Namibia slips in human development ranking

The gross national income per capita was N$9 357 last year.

21 December 2020 | Social Issues

ELLANIE SMIT

WINDHOEK



Namibia slipped one rank to 130 among 189 countries in the Human Development Index (HDI) for 2019. This compared to ranking 129th the previous year.

This is according to the United Nations Development Programme's (UNDP) Human Development Report for 2020.

The absolute value of the index has, however, slightly improved for Namibia to 0.646, compared to 0.645 the year before, reflecting an overall better performance. According to the four HDI indicators, life expectancy at birth in Namibia stands at 63.7 years, while the gross national income per capita was N$9 357 last year. Meanwhile, the expected years of schooling and mean years of schooling were 12.6 and seven respectively.



Good news

The good news for Namibia is that when the HDI is adjusted to include two more elements experimentally introduced by the UNDP to account for planetary pressure, the country's ranking will improve by four positions.

The two new elements are a country's material consumption and its carbon footprint.

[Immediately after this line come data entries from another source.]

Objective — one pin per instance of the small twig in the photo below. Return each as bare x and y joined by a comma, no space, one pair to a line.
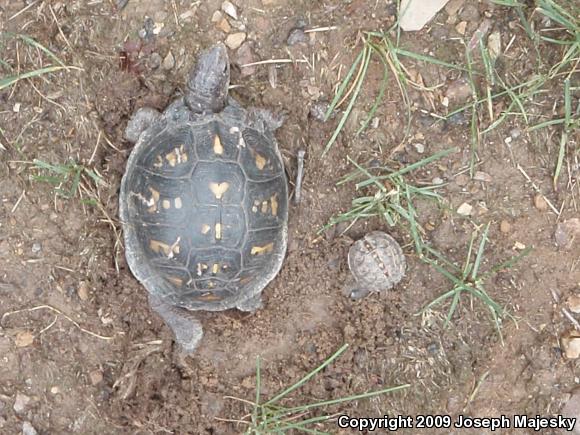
21,11
18,202
299,176
48,307
321,29
269,61
96,147
538,191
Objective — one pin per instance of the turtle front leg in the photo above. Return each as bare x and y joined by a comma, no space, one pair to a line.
185,326
139,122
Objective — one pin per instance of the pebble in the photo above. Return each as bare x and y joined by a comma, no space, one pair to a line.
230,9
297,36
419,147
540,202
515,133
570,342
505,227
96,377
574,303
246,55
154,61
216,17
462,180
572,409
460,27
28,429
224,25
83,291
36,247
234,40
21,402
169,61
465,209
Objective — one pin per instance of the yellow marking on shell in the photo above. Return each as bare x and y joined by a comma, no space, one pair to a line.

By adjusting the HDI, which measures a nation's health, education and standards of living to include two more elements, the index shows how the global development landscape would change if both the well-being of people as well as the planet were central to defining humanity's progress.

With the resulting planetary pressures-adjusted HDI, a new global picture will emerge, painting a less rosy but clearer assessment of human progress.

For example, more than 50 countries will drop out of the very high human development group, reflecting their dependence on fossil fuels and material footprint.



Bold steps needed

The report pointed out that the Covid-19 pandemic is the latest crisis facing the world, but unless humans release their grip on nature, it will not be the last.

The report laid out a stark choice for world leaders - take bold steps to reduce the immense pressure that is being exerted on the environment and the natural world, or humanity's progress will stall.

“Humans wield more power over the planet than ever before.

In the wake of the coronavirus, record-breaking temperatures and spiralling inequality, it is time to use that power to redefine what we mean by progress, where our carbon and consumption footprints are no longer hidden,” UNDP administrator Achim Steiner said.

“As this report shows, no country in the world has yet achieved very high human development without putting immense strain on the planet.

But we could be the first generation to right this wrong. That is the next frontier for human development,” he said.